Stephen Fry: This recommended daily allowance business is very interesting. In Britain it's 21 units, whatever that means, a week... in Poland it's 12 and a half units, a tiny amount, but in Canada it's 23 3/4, in America 24 1/2, in South Africa and Denmark 31.5 and guess where it's 35, Barry.

Barry Humphries: Orstrahlia

Fry: Orstrahlia Fair.... But, our limit is 21. There was a study which found that if you drunk between 21 and 30 you would belong to a group which had the lowest mortality rate in Britain. So in other words we're being recommended to drink too little alcohol for our health. In fact, it has been worked out that you'd have to drink 63 units a week, or a bottle of wine a day, to face the same death risk as a teetotaller.

Bill Bailey: I think you'll find most people are kind of making it up themselves, instinctively

Fry: Well the odd thing is, the guy who actually came up with it has admitted they made the number up.
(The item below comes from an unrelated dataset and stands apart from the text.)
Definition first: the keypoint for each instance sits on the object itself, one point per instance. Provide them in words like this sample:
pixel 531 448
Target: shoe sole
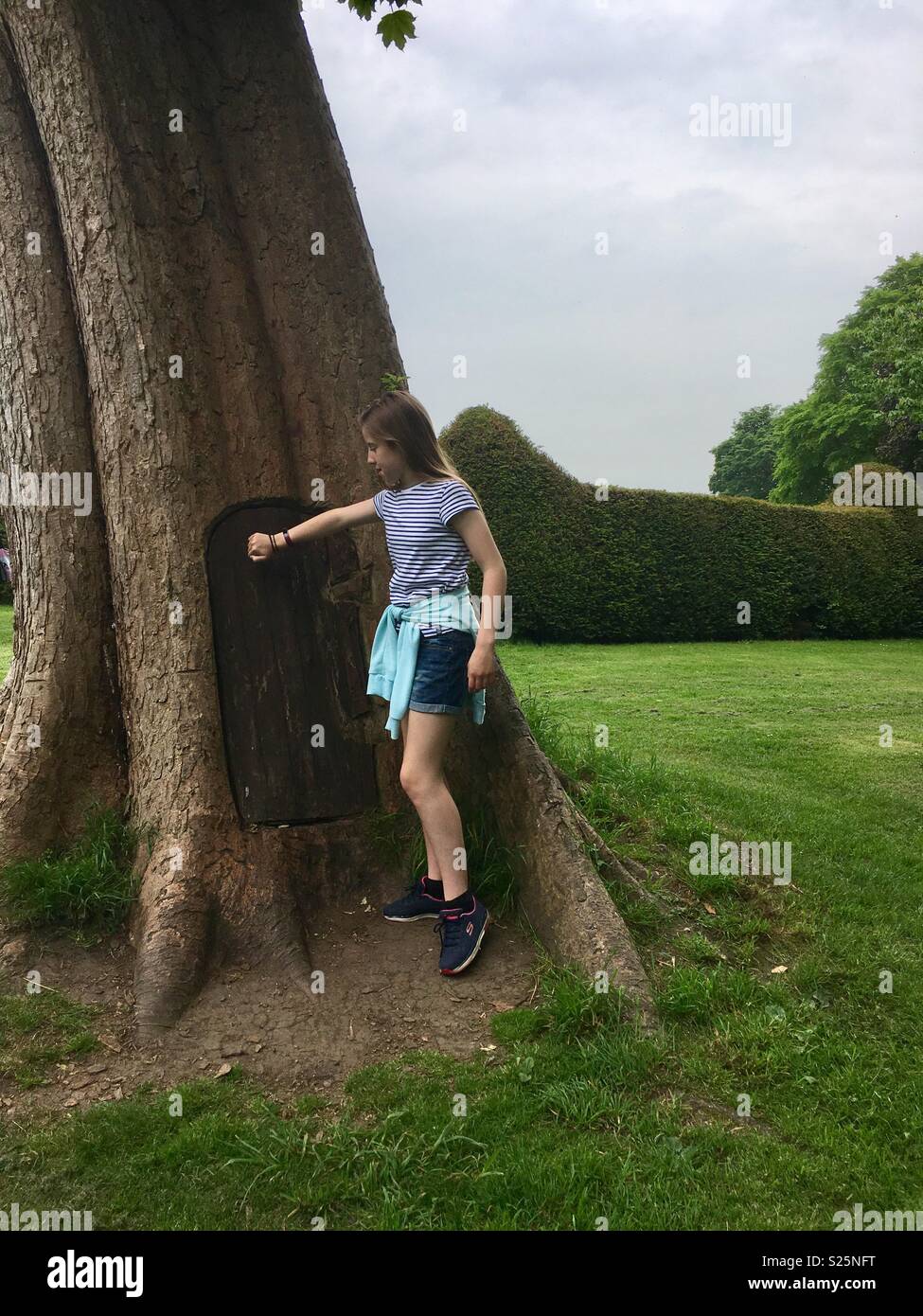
pixel 451 972
pixel 414 917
He said, well we had to say something so we said that.

Alan Davies: Is the assumption not that there are other lifestyle factors associated with the sort of person that likes a bit of wine?

Fry: Having an accident is the main problem, obviously. But none the less, just statistically and actuarially you are likely to live longer if you drink between 21 and 30 units.

Davies: If you're a social animal you're less stressed...

Fry: It may well be that the physical affect on the body is actually beneficial in moderate amounts.

(The researchers seem to have been looking at this report in The Times from October 2007.)

It would be nice to find this sort of rigorous analysis on the Today programme, or TV news bulletins.